Nach einjähriger Tätigkeit soll der Arbeitskreis "Politischer Islamismus", der von der Großen Koalition eingerichtet wurde, seine Arbeit einstellen. Auf Anfrage der dpa teilte eine Sprecherin des Bundesinnenministeriums mit, dass "die wissenschaftliche Perspektive hinreichend eingegrenzt sei" und man nun mit einem "regelmäßig stattfindenden Fachtag" fortfahren werde.

Warum man dafür den gesamten Arbeitskreis auflöst, wird nicht erläutert und lässt weitreichende Fragen offen, da die beteiligten Wissenschaftler*innen explizit darauf hingewiesen hatten, dass "weitere Forschungsanstrengungen notwendig" seien, insbesondere mit Blick auf die "Erforschung des nicht gewaltbereiten Islamismus". Diese Form des Islamismus, auch legalistischer Islamismus genannt, verfolgt ebenso wie der gewaltbereite Islamismus das Ziel der Errichtung einer Gesellschaft auf Grundlage eines totalitären Islamverständnisses, verzichtet dabei aber auf physische Gewalt.

Unbestritten wird die Auflösung des Arbeitskreises auch als politisches Signal verstanden in einer Zeit, in der zur Recht ein verstärkter Fokus der Sicherheitsbehörden auf rechtsradikalen und nationalistischen Netzwerken liegt, vor allem mit Blick auf den rassistisch motivierten Terroranschlag in Hanau im Jahr 2020. Dennoch sind die Zahlen, die der Verfassungsschutz im Bereich des Islamismus präsentiert, alarmierend. So wird im Verfassungsschutzbericht 2021 ein "Islamismus-Potential" von 28.290 Personen angegeben, eine Zahl, die nicht weit unter dem Potential des Rechsextremismus mit 33.900 Personen liegt. Beunruhigend sind dabei vor allem die Zahlen der Gefährder im Bereich des islamistischen Terrorismus, die man im Juni 2022 mit 630 bezifferte. Im Vergleich dazu sind den Sicherheitsbehörden derzeit 81 rechtsextremistische Gefährder bekannt. Ein Vergleich, der keineswegs die Gefahr rassistischer Strukturen relativieren soll, auch im Wissen um "568 Rechtsextremisten mit offenen Haftbefehlen", gleichwohl sind die Zahlen im Bereich des Islamismus herausstechend hoch.
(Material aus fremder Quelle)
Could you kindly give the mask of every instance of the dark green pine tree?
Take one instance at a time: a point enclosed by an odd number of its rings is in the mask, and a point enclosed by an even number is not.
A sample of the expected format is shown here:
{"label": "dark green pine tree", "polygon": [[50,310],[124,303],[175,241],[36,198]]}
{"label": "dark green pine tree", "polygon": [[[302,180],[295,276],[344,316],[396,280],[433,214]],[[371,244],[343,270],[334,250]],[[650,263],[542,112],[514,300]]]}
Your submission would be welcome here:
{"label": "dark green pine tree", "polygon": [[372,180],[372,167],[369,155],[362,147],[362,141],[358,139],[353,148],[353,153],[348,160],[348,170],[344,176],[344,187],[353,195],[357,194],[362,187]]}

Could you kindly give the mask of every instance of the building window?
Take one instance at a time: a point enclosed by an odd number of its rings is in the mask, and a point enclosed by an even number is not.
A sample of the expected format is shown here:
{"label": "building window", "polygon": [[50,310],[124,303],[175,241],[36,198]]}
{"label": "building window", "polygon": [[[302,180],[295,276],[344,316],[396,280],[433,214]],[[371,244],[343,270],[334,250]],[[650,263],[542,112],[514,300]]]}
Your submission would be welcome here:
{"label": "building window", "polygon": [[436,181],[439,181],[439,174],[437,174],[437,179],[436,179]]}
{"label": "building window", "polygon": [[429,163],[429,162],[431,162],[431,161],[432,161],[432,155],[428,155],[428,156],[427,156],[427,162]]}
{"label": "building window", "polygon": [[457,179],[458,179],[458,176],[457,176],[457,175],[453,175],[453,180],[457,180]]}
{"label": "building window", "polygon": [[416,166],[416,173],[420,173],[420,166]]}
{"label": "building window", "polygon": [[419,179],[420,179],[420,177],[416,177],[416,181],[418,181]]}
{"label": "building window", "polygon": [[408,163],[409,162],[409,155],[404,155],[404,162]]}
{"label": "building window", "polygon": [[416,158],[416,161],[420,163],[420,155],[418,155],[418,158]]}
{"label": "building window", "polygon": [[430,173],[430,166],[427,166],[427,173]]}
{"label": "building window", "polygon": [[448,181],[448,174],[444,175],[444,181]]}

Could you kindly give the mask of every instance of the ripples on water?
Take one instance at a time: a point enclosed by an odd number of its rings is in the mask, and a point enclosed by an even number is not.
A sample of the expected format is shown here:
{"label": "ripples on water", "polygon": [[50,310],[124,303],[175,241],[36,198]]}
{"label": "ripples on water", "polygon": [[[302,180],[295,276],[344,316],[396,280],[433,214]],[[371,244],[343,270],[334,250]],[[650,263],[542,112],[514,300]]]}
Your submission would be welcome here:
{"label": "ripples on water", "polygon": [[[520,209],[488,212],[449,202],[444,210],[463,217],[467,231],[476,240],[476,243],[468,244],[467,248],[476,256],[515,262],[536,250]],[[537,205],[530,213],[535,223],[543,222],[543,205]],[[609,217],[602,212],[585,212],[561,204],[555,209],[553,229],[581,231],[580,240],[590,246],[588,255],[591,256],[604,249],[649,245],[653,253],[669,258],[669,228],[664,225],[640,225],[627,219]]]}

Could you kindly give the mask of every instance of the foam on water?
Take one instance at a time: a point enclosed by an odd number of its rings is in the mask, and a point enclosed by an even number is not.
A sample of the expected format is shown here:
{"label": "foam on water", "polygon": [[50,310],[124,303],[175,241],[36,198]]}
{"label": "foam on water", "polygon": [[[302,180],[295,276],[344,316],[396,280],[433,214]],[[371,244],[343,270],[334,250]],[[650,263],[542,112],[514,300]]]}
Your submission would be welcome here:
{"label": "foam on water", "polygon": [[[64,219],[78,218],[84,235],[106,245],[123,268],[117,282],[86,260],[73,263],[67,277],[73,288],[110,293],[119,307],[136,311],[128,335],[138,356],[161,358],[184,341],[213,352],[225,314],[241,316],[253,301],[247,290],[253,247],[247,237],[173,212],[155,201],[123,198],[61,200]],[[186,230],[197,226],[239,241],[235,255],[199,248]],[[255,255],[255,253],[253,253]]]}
In Anbetracht dieser Entwicklungen den einzigen Arbeitskreis zum Thema aufzulösen, kann zumindest als gewagtes Vorhaben verstanden werden. Selbst da, wo die Zusammensetzung des Kreises von Szene-Kennern wie Akif Şahin als "ominös" beschrieben wird, wäre es ein Leichtes gewesen, den Kreis neu zu besetzen. Gerade hier hätte die deutsche Regierung zeigen können, dass ihr das Thema ernst und wichtig ist. Die wenig transparente Kommunikation der Auflösung lässt anderes vermuten. Eine Entscheidung, die auch im Kontext des politischen Vorgehens an anderer Stelle erläutert werden muss.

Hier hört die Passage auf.